Les deux premières études statistiques désignent donc l’écrivain de talent Domenico Starnone comme l’auteur des romans signés Ferrante. D’abord enseignant, puis journaliste, il a participé comme scénariste à différents films. Il a écrit une quinzaine d’essais et une vingtaine de romans. Il fut lauréat notamment du prix Strega en 2001, l’équivalent italien du prix Goncourt. Pour certains chroniqueurs littéraires, le fait que Starnone écrive sous le pseudonyme Ferrante est un secret de polichinelle.

Domenico Starnone n’a jamais reconnu qu’il a écrit sous le pseudonyme Ferrante, rassurant ainsi la majorité des lecteurs, persuadés que seule une femme peut rédiger les romans signés Ferrante. Publiée début octobre 2016, une enquête journalistique de Claudio Gatti a décrit l’évolution du patrimoine du couple Starnone-Raja. Selon cette investigation, Anita Raja est la bénéficiaire des droits des textes d’Elena Ferrante, publiés dans la maison d’édition e/o (pour Est/Ovest ou e/oppure) où elle travaille comme traductrice.

Afin d’apporter sa contribution dans la question d’authentification, la startup valaisanne OrphAnalytics SA a mené une investigation avant la publication mi-octobre 2016 du lauréat du prix Nobel de littérature. Les algorithmes ont challengé l’hypothèse que Domenico Starnone est l’auteur du corpus signé Ferrante. Les auteurs et livres ont été choisis en discussion avec le journaliste Paolo di Stefano du Corriere della Sera. Les résultats obtenus montrent sans équivoque que Domenico Starnone présente un style confondable avec celui d’Elena Ferrante, alors que celui d’Erri de Luca se distingue des deux autres.

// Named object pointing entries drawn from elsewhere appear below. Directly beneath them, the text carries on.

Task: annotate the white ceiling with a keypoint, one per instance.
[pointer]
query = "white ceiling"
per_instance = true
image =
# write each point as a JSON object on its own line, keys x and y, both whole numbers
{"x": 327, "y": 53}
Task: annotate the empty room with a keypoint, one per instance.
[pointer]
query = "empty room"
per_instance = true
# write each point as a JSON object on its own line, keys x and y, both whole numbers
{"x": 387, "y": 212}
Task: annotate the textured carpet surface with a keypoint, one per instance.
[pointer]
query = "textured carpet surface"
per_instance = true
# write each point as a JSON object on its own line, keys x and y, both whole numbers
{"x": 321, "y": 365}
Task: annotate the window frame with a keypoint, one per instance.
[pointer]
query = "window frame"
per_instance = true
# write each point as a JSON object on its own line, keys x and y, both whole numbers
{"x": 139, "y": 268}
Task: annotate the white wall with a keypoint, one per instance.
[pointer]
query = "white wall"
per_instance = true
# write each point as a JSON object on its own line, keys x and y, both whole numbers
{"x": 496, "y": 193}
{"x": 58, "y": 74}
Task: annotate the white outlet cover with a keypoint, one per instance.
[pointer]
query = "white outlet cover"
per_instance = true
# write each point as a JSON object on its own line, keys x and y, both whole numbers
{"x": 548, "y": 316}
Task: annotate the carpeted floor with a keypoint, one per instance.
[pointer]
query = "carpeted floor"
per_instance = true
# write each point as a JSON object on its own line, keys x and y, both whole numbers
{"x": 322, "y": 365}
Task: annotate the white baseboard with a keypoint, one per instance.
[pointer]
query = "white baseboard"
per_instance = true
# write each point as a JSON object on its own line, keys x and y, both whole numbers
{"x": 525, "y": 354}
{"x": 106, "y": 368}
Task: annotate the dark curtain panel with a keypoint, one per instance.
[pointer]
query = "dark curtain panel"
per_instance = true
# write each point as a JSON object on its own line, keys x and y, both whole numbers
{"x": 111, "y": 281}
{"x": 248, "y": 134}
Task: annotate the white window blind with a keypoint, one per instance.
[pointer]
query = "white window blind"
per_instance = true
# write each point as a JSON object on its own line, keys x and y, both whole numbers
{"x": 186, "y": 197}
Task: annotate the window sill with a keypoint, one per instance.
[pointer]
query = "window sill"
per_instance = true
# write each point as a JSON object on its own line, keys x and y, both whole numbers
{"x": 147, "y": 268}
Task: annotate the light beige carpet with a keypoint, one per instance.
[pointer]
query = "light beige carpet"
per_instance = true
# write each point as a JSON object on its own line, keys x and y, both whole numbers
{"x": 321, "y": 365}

Dans ce graphique, les résultats de la startup Orphanalytics: les livres de Starnone en orange, ceux de De Luca en gris, les textes de Ferrante dans les autres couleurs: De Luca apparaît isolé tandis que les deux autres auteurs se chevauchent. Pour en savoir plus, consultez le communiqué de presse d'OrphAnalytics du 11 octobre 2016.

Pour les spécialistes, la proximité de style d’Elena Ferrante et de Domenico Starnone est frappante dans les conditions d’analyse choisies. Notre enquête stylométrique confirme celle menée par le prof. Loreto de l’université romaine la Sapienza en 2006, ainsi que celle du prof. Cortelazzo de l’université de Padoue de 2016. Les analyses d’OrphAnalytics ont été publiées par un communiqué de presse en octobre 2016, repris par le Temps et le Corriere della Sera,

Sans réaction du couple Starnone-Raja, les prof. Cortelazzo et Tuzzi ont organisé en septembre 2017 un atelier à Padoue qui a réuni six spécialistes internationaux. Après l’analyse de 150 romans contemporains rédigés par une quarantaine d’auteurs italiens, tous les participants du colloque sont arrivés à la même conclusion : l’écriture de Ferrante se confond avec celle de Starnone.

En résumé, neuf approches, très différentes les unes des autres, arrivent toutes à la même conclusion : les romans de Ferrante utilisent une écriture fortement similaire à celle de Domenico Starnone. Si l’on ne peut exclure une écriture commune du couple Starnone-Raja, les résultats des neuf analyses qui, ensemble, correspondent à ceux d’une méta-analyse, révèlent que Domenico Starnone écrit tout ou grande partie des romans signés Ferrante. Ce résultat correspond aux intuitions des chroniqueurs littéraires du Corriere della Sera et de la Repubblica par exemple. Seuls certains spécialistes comme la prof. de littérature italienne Rebecca R. Falkoff de l’université de New York soutiennent la possibilité qu’Anita Raja soit l’auteure des romans signés Ferrante.

Au vu de l’écrasante majorité des résultats statistiques (9/9) et des intuitions de lettrés, pourquoi la plupart des articles de presse internationale favorisent l’hypothèse qu’Anita Raja soit Elena Ferrante ? Et si réellement Domenico Starnone est vraiment l’auteur des Ferrante, pourquoi nie-t-il avec véhémence toute participation à l’écriture des romans d’Elena Ferrante ? Quelles que soient les réponses à ces questions, l’absence d’aveu par le signataire aura permis à la recherche littéraire spécialisée de se renforcer dans l’attribution d’auteur.